Two-page folded letter with printed circular sent via the Steamer Columbia from Liverpool to New York via Boston
Two-page folded letter with printed circular sent via the Steamer Columbia from Liverpool to New York via Boston
Two-page folded letter with printed circular sent via the Steamer Columbia from Liverpool to New York via Boston

Two-page folded letter with printed circular sent via the Steamer Columbia from Liverpool to New York via Boston

Liverpool: George Holt & Co., 1841. Unbound. This two-page folded letter and circular measures 15.5”” x 9.5” unfolded. It is addressed to A. Richards, Esq., New York and dated 4 June 1841. The cover has a manuscript annotation that reads, “Via Boston / Steamer Columbia.” There is a “Paid at / Liverpool / 1841 Ju 3” handstamp with a faded “1” indicating that the single packet rate of 1 shilling postage to the United States had been prepaid. A manuscript “20” was added after arrival indicating the total postage cost for a letter sent inland from Boston for a distance of between 150 and 400 miles (18.5 cents) plus a private ship receipt fee (1 cent) and a pamphlet/circular charge (.5 cent). A red, circular Boston postmark with indistinct date is was applied to the cover before it was dispatched to New York. The letter and markings in nice shape. Very good.
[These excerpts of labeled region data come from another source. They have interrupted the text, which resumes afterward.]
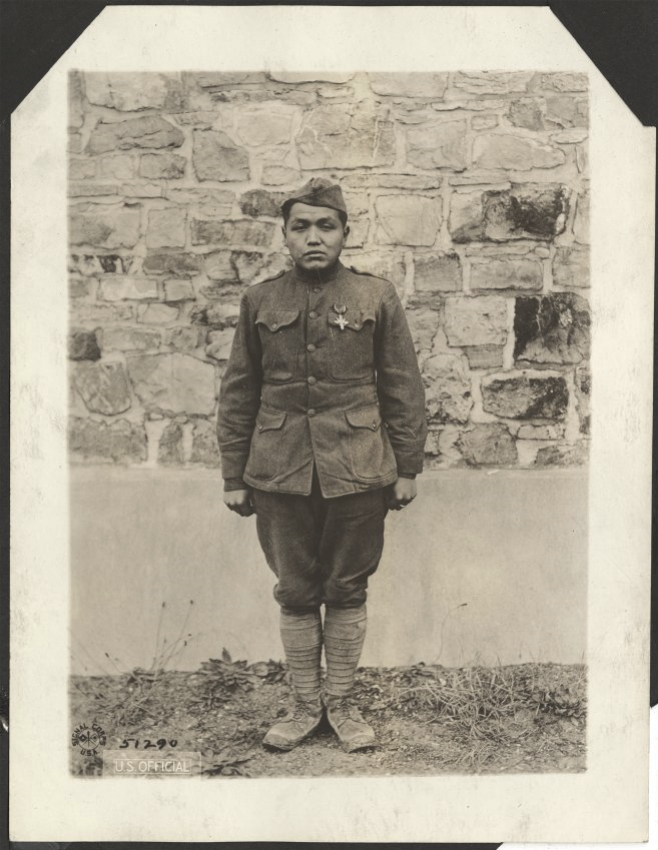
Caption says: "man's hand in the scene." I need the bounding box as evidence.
[224,490,254,516]
[388,478,417,511]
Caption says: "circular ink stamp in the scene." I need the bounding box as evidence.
[71,723,107,756]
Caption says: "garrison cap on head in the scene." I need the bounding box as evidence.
[281,177,347,218]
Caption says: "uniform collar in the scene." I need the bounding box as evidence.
[292,260,345,285]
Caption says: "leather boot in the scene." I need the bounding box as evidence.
[263,699,323,750]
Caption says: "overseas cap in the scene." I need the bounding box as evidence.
[281,177,347,216]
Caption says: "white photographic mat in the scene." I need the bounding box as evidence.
[10,6,655,843]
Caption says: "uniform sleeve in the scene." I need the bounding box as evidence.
[217,295,262,489]
[375,284,427,477]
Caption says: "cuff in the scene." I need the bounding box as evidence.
[224,478,249,493]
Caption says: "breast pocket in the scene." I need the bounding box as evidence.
[256,310,301,384]
[328,310,375,381]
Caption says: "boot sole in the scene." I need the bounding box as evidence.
[327,717,377,753]
[263,718,322,753]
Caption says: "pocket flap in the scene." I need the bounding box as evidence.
[256,410,288,431]
[345,405,382,431]
[256,310,299,333]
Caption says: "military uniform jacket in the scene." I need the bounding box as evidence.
[217,262,427,498]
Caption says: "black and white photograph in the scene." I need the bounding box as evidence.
[14,8,651,841]
[69,69,591,776]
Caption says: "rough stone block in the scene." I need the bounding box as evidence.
[158,421,185,466]
[128,353,215,416]
[98,275,158,301]
[514,292,590,364]
[449,183,569,243]
[344,251,405,286]
[69,159,96,180]
[406,305,439,352]
[507,98,545,130]
[240,189,289,218]
[261,165,302,186]
[452,71,534,94]
[368,72,448,98]
[73,360,131,416]
[71,301,133,328]
[471,115,498,130]
[139,304,178,325]
[121,182,164,198]
[473,133,566,171]
[267,71,354,85]
[407,121,468,171]
[139,153,187,180]
[146,207,187,248]
[553,245,589,289]
[163,277,196,302]
[445,296,507,346]
[68,328,101,360]
[457,422,518,466]
[414,253,462,292]
[192,130,249,182]
[464,345,503,369]
[471,257,544,291]
[573,191,589,245]
[295,103,395,169]
[546,94,589,128]
[422,354,473,423]
[69,204,140,248]
[574,366,592,435]
[99,154,137,180]
[540,73,587,91]
[192,219,276,248]
[87,115,185,154]
[69,417,147,463]
[375,195,442,247]
[101,327,160,351]
[516,425,564,440]
[68,71,85,129]
[69,275,92,298]
[190,419,220,469]
[143,254,203,275]
[535,440,589,467]
[230,251,290,284]
[191,302,240,331]
[482,372,569,420]
[164,327,201,352]
[66,133,82,153]
[165,186,235,218]
[206,328,235,360]
[237,110,294,147]
[85,71,180,112]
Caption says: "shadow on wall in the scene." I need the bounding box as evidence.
[71,467,587,675]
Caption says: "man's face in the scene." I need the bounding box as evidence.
[283,203,350,271]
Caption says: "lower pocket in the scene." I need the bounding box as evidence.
[345,405,396,480]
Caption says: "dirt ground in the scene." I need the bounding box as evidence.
[70,653,586,777]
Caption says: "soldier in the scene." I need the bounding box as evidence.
[218,178,427,752]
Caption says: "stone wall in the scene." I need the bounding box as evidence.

Item #008983

A George Holt circular, used as the base document for the letter, provides prices for various types of cotton (Upland, Orleans, Alabama, Sea Island, etc.) as well as the number of recently arrived vessels and size of their cargo.

The letter bemoans the poor state of the market, which is clearly “in favor of the buyers.” More significantly, the letter expresses concern for “the Steamer Britannia . . . past due for 3 or 4 days,” “All hope for the safety of the Steamer President must now be abandoned – the leaving dates from Antiqua to the 8 May – When the Steamer had been at Sea 58 days . . . . The London underwriters proposed to pay the loss . . .”

The S.S. President was the largest passenger ship of her time and one of the most luxurious as well. She was last seen laboring under heavy seas near Georges Bank. All 136 passengers and crew were lost. The Columbia (one of the first four ships of Cunard’s initial fleet of wooden paddlers) would set the transatlantic crossing record two weeks after this letter was written and become famous as the fastest ship in the world. Two years later it became the Cunard Line’s first shipwreck when it crashed into a rock known as “Devils Limb” near Halifax, Nova Scotia during a heavy fog. All passengers and crew were rescued.

A nice example of a transatlantic letter with an unusual rate combination, carried by one of the first Cunard Line steamships.